Is the discount sector looking overshopped?

All the leading discounters, food and non-food, say publically that they have plenty of scope for growth. Their projections have always seemed ambitious and not always borne out in practice.

The latest bad news is from Blue Inc, which is trying to organise a second CVA in 12 months. This would involve shutting another 33 stores out of its remaining 127 stores, and that already severely cut back from its peak of 235.

Poundland was bought by Steinhoff in September of last year. Poundland had absorbed 99p stores a year before and there had been some store closures after that deal. Now Steinhoff plans to close another 80.

But at the same time, Steinhoff is pushing ahead with its PEP&CO discount format.

B&M is already suffering from cannibalisation of older stores by new openings.

There are other discounters that are known to be struggling. The obvious example is Poundstretcher which reported a drop in sales and profits in the last reported year and underperforms on key ratios.

A sheep mentality

There is a tendency for retailers to behave like sheep. As soon as a particular format seems to be doing well, everyone wants to try to do it. But few imitators do as well as the innovators.

That is what has happened in discounting. In food discounting Aldi and Lidl remain supreme, while Netto has closed down (twice) and looking further back Kwik Save failed as well.

In non-food discounting, there seems to be more space. Poundland and Poundworld prosper in the fixed price market, while B&M and Home Bargains lead the way in the broad range business and they are even trying to move in on food as well. It is that broader range business that PEP&CO is moving in to.


Primark is the main exponent at the lower priced end of the clothing market and its success highlights the challenges of the market, because there is very much more to Primark’s appeal than just low prices. It sells fashionable merchandise, even fast fashion, in attractive, exciting stores.

Primark has even been able to ride the onslaught of the online fashion retailers who are mostly focussed on the younger fashion market. Even H&M is faltering at the moment, but at least it is fashionable and a destination store at the lower price end of the market.

But that seems to be where Blue Inc has failed. Its offer of low priced basics has insufficient appeal. For much of its range it is caught between Primark and Sports Direct. The result is that a business that looked like a high flyer 5 years ago is now threatened with bankruptcy. And even if the CVA succeeds, will the company have time or the management to revitalise and refocus its offer.

The gap in the market

The point is that while people like a bargain and they like low prices, they are not enough on their own. In clothing they want fashionability, innovation and great stores as well. The rush to the bottom that we seem to be watching in retailing at the moment, means that the actual gap in the market is in the middle ground. That is one of the reasons why Next has been doing so well in recent years – it has too little competition. Bhs failed to compete and M&S had lost its way, while many others had shifted their offer to lower price points.

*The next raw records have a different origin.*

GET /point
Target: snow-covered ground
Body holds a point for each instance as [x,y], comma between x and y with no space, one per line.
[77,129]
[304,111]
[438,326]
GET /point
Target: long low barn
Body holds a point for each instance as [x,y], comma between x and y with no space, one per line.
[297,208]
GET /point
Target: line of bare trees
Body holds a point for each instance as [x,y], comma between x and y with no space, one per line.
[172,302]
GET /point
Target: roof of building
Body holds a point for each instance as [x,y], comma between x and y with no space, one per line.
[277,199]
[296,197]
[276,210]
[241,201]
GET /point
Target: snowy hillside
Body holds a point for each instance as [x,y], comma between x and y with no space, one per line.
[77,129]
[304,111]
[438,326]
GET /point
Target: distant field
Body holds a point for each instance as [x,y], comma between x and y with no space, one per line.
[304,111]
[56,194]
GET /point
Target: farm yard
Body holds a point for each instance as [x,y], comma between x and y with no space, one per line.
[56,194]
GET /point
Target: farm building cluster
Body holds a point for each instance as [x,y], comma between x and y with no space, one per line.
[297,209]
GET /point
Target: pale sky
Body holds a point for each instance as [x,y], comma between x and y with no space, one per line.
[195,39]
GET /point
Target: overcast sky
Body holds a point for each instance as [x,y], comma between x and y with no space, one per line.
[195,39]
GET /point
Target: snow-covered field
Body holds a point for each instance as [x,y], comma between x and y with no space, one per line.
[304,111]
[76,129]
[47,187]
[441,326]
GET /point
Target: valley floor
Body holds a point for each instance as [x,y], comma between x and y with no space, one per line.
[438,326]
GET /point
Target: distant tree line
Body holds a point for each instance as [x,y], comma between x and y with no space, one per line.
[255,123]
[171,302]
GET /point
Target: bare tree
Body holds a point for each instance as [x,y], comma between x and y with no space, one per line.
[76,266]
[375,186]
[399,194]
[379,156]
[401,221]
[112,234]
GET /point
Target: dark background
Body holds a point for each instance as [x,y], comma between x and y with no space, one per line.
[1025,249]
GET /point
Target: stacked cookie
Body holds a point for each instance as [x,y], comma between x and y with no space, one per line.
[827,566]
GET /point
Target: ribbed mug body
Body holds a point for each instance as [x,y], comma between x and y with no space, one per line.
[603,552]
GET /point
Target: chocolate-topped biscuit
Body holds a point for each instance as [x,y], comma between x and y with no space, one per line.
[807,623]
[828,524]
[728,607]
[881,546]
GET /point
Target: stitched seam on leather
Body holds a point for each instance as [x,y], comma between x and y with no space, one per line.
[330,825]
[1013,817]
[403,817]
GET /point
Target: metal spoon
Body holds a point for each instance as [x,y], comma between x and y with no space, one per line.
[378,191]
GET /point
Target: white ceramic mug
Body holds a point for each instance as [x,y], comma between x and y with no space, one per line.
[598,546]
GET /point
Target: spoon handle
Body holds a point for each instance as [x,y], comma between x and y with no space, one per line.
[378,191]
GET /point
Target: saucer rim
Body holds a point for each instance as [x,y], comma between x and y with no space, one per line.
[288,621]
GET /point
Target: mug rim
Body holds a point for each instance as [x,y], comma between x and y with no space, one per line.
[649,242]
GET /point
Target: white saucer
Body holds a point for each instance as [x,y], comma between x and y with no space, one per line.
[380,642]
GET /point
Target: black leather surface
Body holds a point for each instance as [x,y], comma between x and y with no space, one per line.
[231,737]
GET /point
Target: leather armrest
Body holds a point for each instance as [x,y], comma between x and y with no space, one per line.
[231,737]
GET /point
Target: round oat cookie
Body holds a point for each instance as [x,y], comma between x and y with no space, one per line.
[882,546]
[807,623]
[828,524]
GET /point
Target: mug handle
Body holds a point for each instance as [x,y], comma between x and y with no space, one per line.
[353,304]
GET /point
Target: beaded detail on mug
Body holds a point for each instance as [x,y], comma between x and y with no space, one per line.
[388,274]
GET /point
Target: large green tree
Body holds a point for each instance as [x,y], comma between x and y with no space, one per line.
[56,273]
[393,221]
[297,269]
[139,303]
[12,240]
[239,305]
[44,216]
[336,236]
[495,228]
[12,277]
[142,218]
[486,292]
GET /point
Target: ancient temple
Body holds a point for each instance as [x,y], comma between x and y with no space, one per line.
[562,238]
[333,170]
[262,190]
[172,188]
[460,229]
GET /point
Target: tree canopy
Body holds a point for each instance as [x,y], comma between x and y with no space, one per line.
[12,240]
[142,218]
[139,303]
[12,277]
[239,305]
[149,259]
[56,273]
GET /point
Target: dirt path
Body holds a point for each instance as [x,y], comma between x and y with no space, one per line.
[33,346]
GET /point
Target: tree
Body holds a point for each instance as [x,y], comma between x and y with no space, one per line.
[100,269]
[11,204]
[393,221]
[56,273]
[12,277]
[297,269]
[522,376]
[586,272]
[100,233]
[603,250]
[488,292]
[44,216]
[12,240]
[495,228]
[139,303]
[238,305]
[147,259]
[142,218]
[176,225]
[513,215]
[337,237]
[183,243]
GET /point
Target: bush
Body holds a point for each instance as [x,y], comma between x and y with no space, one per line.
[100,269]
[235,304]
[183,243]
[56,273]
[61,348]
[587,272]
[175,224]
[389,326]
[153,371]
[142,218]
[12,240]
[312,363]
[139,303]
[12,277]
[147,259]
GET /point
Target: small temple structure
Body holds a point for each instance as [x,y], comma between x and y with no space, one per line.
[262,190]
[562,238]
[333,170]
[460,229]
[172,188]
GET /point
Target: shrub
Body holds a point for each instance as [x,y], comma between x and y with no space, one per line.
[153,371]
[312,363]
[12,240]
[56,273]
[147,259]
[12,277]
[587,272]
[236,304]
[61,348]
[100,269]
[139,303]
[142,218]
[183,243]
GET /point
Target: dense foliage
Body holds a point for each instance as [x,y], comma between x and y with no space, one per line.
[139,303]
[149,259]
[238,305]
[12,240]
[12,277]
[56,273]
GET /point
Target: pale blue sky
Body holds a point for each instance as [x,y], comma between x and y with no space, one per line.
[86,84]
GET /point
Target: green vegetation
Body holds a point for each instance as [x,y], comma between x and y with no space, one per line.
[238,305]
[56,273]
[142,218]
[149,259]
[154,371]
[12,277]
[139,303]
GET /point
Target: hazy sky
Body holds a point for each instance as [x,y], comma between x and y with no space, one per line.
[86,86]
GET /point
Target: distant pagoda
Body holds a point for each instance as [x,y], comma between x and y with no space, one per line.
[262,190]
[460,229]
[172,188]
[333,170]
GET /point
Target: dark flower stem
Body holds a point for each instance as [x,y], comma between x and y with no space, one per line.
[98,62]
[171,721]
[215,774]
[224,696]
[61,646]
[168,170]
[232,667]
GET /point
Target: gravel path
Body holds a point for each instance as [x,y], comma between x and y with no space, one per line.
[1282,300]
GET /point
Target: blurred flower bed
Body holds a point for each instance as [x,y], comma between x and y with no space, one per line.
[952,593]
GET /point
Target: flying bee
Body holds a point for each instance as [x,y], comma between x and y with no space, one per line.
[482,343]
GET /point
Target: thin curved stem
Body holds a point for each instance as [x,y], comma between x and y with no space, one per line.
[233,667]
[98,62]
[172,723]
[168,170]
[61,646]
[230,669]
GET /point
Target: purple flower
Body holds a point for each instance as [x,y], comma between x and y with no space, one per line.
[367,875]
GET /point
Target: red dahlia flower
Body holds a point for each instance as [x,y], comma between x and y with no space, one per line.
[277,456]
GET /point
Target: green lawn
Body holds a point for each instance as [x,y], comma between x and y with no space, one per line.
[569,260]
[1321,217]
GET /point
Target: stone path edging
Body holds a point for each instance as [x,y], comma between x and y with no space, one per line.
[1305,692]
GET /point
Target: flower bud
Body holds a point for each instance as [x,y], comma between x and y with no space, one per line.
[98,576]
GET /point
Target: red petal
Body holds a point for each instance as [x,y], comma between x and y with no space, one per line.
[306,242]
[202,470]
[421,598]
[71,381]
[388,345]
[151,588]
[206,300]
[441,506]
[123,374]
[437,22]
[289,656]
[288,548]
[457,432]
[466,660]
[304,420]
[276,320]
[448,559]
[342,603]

The success of some of the branded clothing retailers, notably, for example, Ted Baker shows that high prices are no obstacle if the merchandise is seen as worth paying up for.

Perhaps we are seeing M&S fight back, but we think there are more opportunities in the middle ground that M&S can satisfy. We need a challenger for Next. That is the opportunity in the market, not the lower, price led end of the market, where we think that Blue Inc and the Poundland closures are just the beginning of a shake out.